Throughout much of our evolutionary history we were not the biggest SOB on the block. When tooth and nail ruled the world, we rightly learned to cower in safe shelters. That instinct, to find safety in the burrow, in the cave, still motivates our lives.
So I worry that at a time when we need more than ever to reach out to each other, to share ideas, to accept the limitations of our judgments, to meet each other in the public square, we have become habituated to isolation, confined to safe spaces for protection against Covid.

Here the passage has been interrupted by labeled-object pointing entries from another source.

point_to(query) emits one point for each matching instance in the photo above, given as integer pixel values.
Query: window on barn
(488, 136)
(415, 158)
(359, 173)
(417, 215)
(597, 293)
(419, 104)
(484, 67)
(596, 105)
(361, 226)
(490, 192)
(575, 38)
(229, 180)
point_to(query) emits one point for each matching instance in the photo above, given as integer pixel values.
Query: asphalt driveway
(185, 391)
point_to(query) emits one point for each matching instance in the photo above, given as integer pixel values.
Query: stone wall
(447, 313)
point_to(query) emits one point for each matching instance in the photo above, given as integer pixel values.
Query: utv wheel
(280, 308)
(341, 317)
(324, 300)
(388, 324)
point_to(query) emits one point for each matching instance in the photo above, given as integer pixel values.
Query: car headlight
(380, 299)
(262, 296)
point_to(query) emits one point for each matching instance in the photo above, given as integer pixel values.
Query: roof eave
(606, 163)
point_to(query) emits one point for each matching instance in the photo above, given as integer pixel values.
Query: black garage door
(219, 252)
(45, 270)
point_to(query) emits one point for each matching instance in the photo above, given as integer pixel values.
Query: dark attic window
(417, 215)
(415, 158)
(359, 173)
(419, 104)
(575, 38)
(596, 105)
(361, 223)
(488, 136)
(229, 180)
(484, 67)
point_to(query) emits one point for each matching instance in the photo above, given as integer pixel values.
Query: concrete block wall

How difficult is it to come back out into the sunshine? To walk the streets, to gather in public places? I find that more people now than before, buy coffee at the counter and take it back to home or office. Fewer than before the pandemic, sit with friends (or strangers) at a corner table.
We may be social animals, a sociability that finally allowed us to overcome the faster, bigger predators in the neighborhood. But that skill, to find safety in numbers and in shared action against threat, was a late development and too often became an expression of tribal loyalty—one group of us against another group of us, rather than unity against a common enemy.
The partisan divisions that we now face are not met, and solved, by withdrawing into safe locations. The threats to our children’s future are not met when our head is in the sand and only our rump is visible.
Our safe locations are not truly safe. The battle for the future will not be won by fortifications on the sidelines of life.